A conjuntura nacional mudou novamente. Algumas horas depois do afastamento temporário de Dilma pelo Senado, na manhã do dia 12 de maio de 2016, seguida da posse do novo governo provisório do vice Michel Temer e do anúncio do seu ministério, começaram a surgir as primeiras evidências de que as ameaças do PT de deslegitimar o processo de impeachment – e, inclusive, o novo governo – não eram apenas propaganda de dissuasão, para evitar um grande número de votos dos senadores pelo afastamento temporário ou até, quem sabe, para reverter um resultado desfavorável que todos já esperavam.

Não! A deslegitimação prometida começou de fato a ocorrer no solerte discurso de despedida de Dilma Rousseff e nas declarações à impresa de seus auxiliares mais diretos, no comportamento de funcionários petistas nas instituições do Estado onde remanesceram, nas manifestações da militância nas mídias sociais e nas ruas. Em todo lugar uma única e centralizada diretiva foi replicada. O novo governo é ilegítimo (não apenas o processo de impeachment: este é um detalhe importante). Logo, não reconheceremos o novo governo. Logo, o novo governo não vai governar. Logo, não há governo.

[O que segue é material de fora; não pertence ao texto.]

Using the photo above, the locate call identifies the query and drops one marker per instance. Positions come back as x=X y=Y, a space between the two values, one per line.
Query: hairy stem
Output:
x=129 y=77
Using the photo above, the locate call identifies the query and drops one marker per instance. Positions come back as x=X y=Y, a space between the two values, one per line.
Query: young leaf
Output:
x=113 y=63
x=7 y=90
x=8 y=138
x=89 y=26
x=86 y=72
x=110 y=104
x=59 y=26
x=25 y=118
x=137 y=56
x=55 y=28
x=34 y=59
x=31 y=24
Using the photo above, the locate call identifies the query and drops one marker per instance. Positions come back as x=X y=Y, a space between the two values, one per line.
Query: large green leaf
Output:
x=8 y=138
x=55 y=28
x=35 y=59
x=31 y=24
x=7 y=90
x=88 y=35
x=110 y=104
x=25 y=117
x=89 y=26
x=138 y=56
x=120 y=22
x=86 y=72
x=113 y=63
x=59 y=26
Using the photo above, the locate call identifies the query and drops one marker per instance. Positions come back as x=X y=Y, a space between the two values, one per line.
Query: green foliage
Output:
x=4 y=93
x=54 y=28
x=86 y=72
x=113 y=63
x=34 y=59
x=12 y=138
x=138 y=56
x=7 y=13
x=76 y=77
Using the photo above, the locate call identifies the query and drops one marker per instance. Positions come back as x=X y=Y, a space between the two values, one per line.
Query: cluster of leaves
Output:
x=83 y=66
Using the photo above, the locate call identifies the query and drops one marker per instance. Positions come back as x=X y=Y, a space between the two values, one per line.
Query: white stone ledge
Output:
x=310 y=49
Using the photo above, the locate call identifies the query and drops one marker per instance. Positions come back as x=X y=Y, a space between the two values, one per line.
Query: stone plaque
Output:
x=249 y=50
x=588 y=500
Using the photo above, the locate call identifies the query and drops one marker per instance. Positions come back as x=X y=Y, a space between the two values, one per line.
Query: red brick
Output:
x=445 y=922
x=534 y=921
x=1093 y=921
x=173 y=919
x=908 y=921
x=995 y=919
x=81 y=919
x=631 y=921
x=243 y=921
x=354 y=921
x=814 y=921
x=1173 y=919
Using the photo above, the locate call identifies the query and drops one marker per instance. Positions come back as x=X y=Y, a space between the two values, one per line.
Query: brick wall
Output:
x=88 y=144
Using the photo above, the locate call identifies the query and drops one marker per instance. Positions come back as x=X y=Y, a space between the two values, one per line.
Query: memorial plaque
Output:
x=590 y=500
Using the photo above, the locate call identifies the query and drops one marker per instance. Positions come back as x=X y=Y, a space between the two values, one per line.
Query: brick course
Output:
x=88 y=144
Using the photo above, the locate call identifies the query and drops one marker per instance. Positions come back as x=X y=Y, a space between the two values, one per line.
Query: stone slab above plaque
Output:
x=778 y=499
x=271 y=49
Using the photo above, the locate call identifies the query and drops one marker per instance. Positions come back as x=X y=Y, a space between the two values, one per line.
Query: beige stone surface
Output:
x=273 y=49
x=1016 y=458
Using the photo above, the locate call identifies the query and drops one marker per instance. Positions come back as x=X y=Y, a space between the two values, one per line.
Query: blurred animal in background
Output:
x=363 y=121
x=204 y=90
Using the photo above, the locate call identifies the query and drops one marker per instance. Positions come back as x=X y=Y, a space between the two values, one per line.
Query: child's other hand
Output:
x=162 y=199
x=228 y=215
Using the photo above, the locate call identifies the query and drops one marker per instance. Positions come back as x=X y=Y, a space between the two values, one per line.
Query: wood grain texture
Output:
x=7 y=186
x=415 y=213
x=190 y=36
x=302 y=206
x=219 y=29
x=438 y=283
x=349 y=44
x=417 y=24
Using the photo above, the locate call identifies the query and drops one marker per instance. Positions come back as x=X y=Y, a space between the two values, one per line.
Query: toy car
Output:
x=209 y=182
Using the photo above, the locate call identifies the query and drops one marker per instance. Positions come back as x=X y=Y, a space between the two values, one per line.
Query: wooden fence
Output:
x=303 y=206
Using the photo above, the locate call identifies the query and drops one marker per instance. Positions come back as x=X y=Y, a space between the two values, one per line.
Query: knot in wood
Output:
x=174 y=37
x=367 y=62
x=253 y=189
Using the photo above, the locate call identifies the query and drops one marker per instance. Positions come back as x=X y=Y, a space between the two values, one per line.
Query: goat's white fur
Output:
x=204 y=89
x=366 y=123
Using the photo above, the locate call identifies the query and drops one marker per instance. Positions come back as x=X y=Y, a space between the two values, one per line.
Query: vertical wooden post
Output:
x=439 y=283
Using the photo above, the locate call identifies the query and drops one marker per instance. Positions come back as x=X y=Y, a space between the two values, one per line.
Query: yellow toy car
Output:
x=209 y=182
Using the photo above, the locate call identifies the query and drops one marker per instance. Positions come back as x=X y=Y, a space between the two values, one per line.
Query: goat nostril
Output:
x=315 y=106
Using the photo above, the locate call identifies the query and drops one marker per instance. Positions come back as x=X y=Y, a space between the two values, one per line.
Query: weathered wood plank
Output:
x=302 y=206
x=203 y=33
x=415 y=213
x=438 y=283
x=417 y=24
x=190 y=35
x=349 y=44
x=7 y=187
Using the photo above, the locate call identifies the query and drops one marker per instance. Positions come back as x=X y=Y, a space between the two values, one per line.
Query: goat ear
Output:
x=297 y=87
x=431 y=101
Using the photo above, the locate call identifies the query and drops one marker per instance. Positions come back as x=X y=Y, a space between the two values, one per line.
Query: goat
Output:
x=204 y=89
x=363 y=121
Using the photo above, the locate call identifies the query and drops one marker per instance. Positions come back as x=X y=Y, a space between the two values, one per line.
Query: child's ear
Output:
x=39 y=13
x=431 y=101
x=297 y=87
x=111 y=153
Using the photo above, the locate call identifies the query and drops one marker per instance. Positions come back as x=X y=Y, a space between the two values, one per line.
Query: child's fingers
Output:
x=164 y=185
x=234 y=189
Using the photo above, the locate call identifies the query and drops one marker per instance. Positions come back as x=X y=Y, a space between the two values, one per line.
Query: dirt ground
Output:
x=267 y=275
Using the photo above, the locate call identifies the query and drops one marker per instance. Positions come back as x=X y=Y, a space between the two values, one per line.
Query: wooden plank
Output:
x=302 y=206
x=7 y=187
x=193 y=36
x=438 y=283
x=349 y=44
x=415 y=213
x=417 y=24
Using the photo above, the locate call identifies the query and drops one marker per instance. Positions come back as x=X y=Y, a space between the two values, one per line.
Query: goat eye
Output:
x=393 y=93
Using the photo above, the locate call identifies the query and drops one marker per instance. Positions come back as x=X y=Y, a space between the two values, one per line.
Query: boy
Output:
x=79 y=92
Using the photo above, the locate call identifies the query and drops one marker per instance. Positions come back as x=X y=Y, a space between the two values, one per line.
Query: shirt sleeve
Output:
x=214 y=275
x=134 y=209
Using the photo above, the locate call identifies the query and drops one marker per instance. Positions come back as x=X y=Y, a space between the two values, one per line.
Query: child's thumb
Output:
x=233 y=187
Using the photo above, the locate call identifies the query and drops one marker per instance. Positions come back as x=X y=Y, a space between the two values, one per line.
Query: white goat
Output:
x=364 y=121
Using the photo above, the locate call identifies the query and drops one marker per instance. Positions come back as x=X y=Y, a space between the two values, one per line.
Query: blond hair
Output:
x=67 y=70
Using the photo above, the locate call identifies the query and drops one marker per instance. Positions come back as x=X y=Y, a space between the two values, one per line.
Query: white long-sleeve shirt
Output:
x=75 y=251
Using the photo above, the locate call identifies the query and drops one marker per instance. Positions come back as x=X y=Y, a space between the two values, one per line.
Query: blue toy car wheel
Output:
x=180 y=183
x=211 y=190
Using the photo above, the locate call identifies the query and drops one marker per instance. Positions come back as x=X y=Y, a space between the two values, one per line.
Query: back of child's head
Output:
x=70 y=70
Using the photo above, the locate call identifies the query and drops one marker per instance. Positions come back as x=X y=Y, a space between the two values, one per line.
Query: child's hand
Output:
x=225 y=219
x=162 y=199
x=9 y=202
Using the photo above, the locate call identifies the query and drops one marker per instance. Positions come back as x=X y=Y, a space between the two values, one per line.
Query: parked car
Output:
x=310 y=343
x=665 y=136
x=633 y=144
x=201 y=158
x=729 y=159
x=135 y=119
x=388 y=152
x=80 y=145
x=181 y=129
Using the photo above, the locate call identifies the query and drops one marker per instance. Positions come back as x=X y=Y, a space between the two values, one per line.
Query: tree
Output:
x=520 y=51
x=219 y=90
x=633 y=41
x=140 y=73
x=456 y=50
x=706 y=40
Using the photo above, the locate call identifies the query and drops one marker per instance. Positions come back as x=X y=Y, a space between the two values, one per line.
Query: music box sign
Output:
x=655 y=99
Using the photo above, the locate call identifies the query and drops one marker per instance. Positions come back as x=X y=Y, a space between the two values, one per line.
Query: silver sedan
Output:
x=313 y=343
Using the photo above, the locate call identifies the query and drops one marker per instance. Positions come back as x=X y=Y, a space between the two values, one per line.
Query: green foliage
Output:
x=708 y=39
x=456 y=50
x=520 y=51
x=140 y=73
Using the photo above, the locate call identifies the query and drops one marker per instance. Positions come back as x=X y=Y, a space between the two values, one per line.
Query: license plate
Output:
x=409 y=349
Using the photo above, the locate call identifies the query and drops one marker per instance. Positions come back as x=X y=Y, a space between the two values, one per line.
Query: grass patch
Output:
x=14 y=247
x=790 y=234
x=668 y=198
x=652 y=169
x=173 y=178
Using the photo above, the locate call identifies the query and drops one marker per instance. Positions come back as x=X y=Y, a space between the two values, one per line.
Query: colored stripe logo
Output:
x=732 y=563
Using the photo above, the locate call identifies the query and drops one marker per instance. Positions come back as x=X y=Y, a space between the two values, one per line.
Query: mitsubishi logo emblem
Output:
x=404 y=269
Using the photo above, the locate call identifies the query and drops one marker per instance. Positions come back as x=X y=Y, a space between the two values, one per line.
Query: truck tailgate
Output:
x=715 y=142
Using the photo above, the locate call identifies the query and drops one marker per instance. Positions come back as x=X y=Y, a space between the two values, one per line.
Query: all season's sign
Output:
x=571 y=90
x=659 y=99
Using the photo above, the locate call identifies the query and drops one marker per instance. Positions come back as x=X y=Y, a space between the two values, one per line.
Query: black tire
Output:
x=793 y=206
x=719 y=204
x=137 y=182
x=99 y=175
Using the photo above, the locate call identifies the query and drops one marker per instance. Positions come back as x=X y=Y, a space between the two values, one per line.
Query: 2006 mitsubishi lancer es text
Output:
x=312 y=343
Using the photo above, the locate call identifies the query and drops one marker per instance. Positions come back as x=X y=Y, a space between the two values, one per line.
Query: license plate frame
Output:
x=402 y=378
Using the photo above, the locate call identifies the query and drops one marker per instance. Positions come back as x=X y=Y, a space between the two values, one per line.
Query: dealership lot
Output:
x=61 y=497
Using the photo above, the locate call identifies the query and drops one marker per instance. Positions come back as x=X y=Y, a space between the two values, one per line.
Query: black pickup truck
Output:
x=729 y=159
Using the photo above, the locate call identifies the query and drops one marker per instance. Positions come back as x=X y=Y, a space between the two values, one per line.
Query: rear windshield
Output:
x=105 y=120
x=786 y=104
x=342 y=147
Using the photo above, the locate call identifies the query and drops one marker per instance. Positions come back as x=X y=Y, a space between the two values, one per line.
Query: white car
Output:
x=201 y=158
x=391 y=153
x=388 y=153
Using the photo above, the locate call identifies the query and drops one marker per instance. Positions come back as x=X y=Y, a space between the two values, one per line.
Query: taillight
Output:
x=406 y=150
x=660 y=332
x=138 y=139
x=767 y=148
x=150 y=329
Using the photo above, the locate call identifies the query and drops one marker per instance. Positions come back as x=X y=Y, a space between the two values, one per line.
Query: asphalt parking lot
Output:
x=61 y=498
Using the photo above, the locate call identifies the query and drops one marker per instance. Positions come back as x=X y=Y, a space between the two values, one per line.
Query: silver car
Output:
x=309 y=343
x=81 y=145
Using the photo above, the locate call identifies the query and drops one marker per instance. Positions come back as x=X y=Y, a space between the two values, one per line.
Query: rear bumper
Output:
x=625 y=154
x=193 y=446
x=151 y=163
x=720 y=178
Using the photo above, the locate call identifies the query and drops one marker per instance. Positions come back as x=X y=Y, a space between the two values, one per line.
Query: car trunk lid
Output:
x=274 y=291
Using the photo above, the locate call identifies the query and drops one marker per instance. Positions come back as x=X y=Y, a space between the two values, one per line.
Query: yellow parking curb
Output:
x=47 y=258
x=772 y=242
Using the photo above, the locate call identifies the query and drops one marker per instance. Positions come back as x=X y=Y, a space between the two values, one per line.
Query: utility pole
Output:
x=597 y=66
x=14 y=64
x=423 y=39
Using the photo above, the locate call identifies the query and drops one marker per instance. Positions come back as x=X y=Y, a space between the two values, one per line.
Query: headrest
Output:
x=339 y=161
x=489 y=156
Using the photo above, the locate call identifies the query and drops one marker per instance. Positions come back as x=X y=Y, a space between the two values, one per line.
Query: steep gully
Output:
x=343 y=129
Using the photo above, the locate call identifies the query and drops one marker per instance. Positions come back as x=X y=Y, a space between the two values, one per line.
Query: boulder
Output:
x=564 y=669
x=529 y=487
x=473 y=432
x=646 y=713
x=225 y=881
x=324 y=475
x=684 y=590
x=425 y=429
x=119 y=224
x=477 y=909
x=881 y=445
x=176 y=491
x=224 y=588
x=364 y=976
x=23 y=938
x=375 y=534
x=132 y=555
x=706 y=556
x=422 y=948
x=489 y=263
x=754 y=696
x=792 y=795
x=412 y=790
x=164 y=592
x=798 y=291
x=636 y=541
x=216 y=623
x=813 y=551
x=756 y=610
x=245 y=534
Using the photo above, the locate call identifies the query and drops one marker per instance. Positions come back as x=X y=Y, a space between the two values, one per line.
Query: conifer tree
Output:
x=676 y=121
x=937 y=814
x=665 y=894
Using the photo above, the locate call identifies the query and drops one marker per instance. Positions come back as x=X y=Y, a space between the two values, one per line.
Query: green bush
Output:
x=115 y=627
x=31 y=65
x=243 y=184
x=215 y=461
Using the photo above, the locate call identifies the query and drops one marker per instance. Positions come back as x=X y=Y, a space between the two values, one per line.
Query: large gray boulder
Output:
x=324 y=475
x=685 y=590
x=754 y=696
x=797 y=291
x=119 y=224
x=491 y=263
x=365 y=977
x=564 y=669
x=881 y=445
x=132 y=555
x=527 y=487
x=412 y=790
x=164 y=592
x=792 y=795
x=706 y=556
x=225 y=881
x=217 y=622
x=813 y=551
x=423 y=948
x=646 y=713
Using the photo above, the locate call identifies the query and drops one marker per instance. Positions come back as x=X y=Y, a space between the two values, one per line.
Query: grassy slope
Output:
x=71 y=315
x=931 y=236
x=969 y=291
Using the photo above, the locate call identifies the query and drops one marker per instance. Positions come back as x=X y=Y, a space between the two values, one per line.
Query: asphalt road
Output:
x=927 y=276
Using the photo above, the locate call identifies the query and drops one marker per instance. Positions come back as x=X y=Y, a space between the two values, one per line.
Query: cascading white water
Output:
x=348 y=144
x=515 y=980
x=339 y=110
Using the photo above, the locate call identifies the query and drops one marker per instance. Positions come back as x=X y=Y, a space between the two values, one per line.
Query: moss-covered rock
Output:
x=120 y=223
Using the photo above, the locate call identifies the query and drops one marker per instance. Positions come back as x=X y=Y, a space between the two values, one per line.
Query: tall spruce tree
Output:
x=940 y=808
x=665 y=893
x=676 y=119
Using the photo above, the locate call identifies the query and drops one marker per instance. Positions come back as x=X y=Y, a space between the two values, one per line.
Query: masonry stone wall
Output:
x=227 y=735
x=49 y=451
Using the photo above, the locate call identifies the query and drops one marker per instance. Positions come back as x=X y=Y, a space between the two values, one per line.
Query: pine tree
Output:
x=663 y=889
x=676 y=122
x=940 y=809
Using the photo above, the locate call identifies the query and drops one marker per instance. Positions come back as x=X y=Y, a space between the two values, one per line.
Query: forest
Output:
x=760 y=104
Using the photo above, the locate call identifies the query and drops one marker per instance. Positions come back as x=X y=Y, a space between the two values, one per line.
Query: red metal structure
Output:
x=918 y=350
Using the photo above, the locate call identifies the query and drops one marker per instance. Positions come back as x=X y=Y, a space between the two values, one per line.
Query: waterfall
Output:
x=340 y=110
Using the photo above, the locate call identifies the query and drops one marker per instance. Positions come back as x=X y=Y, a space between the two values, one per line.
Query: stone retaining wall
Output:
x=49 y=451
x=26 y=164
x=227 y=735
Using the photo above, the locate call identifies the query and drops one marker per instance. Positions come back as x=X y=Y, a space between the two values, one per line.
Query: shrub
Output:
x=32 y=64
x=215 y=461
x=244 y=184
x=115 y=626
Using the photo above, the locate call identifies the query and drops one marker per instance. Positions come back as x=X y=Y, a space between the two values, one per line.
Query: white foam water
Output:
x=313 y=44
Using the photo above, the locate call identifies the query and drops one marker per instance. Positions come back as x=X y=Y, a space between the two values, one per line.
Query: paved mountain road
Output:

Mas Dilma – além de repisar a tese farsesca do golpe e de acusar as oposições pela sua queda (coisa que ela sabe não ser verdade) – deu a senha para o que virá no seu discurso, quando afirmou que jamais reprimiu os movimentos sociais, mas que Temer o faria. É claro que isso significa que qualquer repressão ou punição às milícias petistas que começarem a tocar o terror nas ruas ou a se insubordinar nos órgãos de Estado, será tratada como ato autoritário de um governo das elites,  conservador, de direita e contra o povo (para não dizer fascista). Consoante com a versão vendida ao mundo pelos petistas – de que houve um golpe dos setores conservadores e corruptos contra uma presidente honesta e legitimamente eleita – o PT, por meio de suas correias de transmissão na sociedade (sobretudo MST, MTST, UNE, Black Blocs), vai transgredir e delinquir com o objetivo precípuo de provocar a reação dos agentes da lei e atrair sobre si a repressão para demonstrar que estava com a razão ao dizer que está em curso um retrocesso democrático no país. Com isso espera que a comunidade internacional faça pressão sobre o novo governo, além, é claro, de manter coesa uma força de combate para os embates institucionais ou extra-institucionalizais que virão.

Tudo isso é extramente relevante porquanto é a primeira vez – na crise em que vivemos – que atores institucionais colocam um pé fora dos limites da legalidade, desbordando a normalidade reconhecida pelo Estado democrático de direito. Que o MST ou o MTST já atuem assim é uma coisa. Mas que um partido que até ontem foi governo oriente e comande abertamente essa violação da democracia… ah!, isso é novidade!

É novidade que um ministro recém empossado, no seu primeiro ato de ofício seja recebido pelos funcionários do próprio ministério com cartazes e xingamentos de golpista. Ao que se saiba, isso nunca aconteceu. Não até ontem, com o novo ministro de Educação.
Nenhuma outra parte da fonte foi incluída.